Zależało nam na tym, żeby nasza kampania miała również wymiar edukacyjny. Niezwykle istotne jest to, aby nasze społeczeństwo wiedziało więcej na temat autyzmu. Z fundraisingowego punktu widzenia poznanie problemów, z jakimi mierzą się osoby z autyzmem i ich rodziny na pewno wpływa na decyzję czy wspierać regularnie grupę osób z tym zaburzeniem rozwoju.

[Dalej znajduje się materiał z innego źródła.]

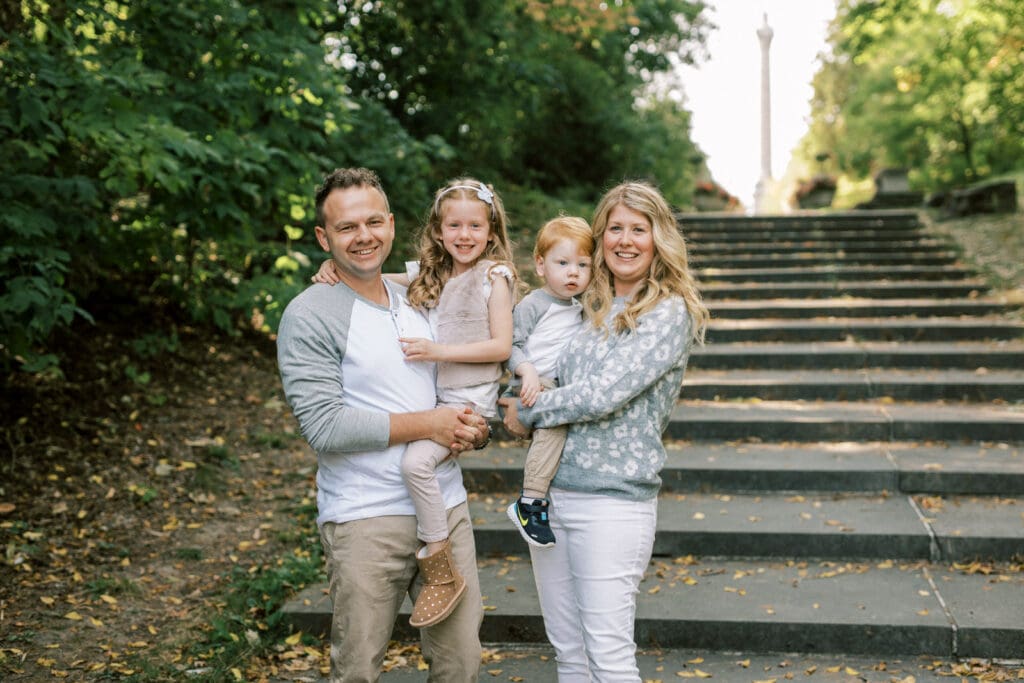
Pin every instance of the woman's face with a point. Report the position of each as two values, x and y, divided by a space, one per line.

Krzysztof Banach, fundraiser SPOA
Jeśli interesuje Cię więcej informacji o kulisach powstawania kampanii MAM AUTYZM zapraszam do udziału w webinarium „Jak przełamać opory przed fundraisingiem?”, w trakcie którego porozmawiam z Krzysztofem Banachem, który ją współtworzył: https://webinaria.ngo.pl/zapisz-sie. Zapytam Krzysztofa m.in. o to, jak komunikuje darczyńcom, na co zostaną przeznaczone darowizny.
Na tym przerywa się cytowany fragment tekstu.